The following report examines the relationship between the
consumption in miles per gallon mpg in the data set
mtcars using linear regression. The following two queries
are addressed and answered:
“Is an automatic or manual transmission better for MPG”
“Quantify the MPG difference between automatic and manual transmissions”
The data was extracted from the 1974 Motor Trend US magazine, and comprises fuel consumption and 10 aspects of automobile design and performance for 32 automobiles (1973-74 models). Source: Henderson and Velleman (1981), Building multiple regression models interactively. Biometrics, 37, 391-411.
Let us first load the data into R and perform a preliminary exploration.
data(mtcars)
head(mtcars)
## mpg cyl disp hp drat wt qsec vs am gear carb
## Mazda RX4 21.0 6 160 110 3.90 2.620 16.46 0 1 4 4
## Mazda RX4 Wag 21.0 6 160 110 3.90 2.875 17.02 0 1 4 4
## Datsun 710 22.8 4 108 93 3.85 2.320 18.61 1 1 4 1
## Hornet 4 Drive 21.4 6 258 110 3.08 3.215 19.44 1 0 3 1
## Hornet Sportabout 18.7 8 360 175 3.15 3.440 17.02 0 0 3 2
## Valiant 18.1 6 225 105 2.76 3.460 20.22 1 0 3 1
str(mtcars)
## 'data.frame': 32 obs. of 11 variables:
## $ mpg : num 21 21 22.8 21.4 18.7 18.1 14.3 24.4 22.8 19.2 ...

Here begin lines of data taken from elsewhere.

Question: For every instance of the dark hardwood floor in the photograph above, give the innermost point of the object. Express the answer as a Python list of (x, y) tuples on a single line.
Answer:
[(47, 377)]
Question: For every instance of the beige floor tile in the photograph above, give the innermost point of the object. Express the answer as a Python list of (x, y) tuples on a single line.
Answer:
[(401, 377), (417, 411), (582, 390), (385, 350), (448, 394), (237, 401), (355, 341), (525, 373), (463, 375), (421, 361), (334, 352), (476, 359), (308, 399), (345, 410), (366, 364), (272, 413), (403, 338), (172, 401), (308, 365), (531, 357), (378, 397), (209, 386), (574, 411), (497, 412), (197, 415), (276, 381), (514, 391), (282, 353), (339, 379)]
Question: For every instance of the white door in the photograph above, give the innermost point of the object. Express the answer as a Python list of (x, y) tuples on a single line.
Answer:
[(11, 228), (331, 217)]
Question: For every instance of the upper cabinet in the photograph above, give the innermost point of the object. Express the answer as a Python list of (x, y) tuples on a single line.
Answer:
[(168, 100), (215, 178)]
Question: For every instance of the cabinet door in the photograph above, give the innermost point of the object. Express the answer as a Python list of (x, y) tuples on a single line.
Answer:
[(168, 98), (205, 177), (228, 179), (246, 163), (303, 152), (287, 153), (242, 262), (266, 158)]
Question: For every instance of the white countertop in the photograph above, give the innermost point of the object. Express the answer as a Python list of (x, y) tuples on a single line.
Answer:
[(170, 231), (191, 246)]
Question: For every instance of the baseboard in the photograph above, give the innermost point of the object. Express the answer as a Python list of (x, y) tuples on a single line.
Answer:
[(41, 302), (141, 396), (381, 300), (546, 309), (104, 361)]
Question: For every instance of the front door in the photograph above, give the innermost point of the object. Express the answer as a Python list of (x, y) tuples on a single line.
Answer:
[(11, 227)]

## $ cyl : num 6 6 4 6 8 6 8 4 4 6 ...
## $ disp: num 160 160 108 258 360 ...
## $ hp : num 110 110 93 110 175 105 245 62 95 123 ...
## $ drat: num 3.9 3.9 3.85 3.08 3.15 2.76 3.21 3.69 3.92 3.92 ...
## $ wt : num 2.62 2.88 2.32 3.21 3.44 ...
## $ qsec: num 16.5 17 18.6 19.4 17 ...
## $ vs : num 0 0 1 1 0 1 0 1 1 1 ...
## $ am : num 1 1 1 0 0 0 0 0 0 0 ...
## $ gear: num 4 4 4 3 3 3 3 4 4 4 ...
## $ carb: num 4 4 1 1 2 1 4 2 2 4 ...
Let us also load the help for this data set to see the actual meaning
of the variables. Typing ?mtcars we can see the
following:
Format
A data frame with 32 observations on 11 (numeric) variables.
[, 1] mpg Miles/(US) gallon
[, 2] cyl Number of cylinders
[, 3] disp Displacement (cu.in.)
[, 4] hp Gross horsepower
[, 5] drat Rear axle ratio
[, 6] wt Weight (1000 lbs)
[, 7] qsec 1/4 mile time
[, 8] vs Engine (0 = V-shaped, 1 = straight)
[, 9] am Transmission (0 = automatic, 1 = manual)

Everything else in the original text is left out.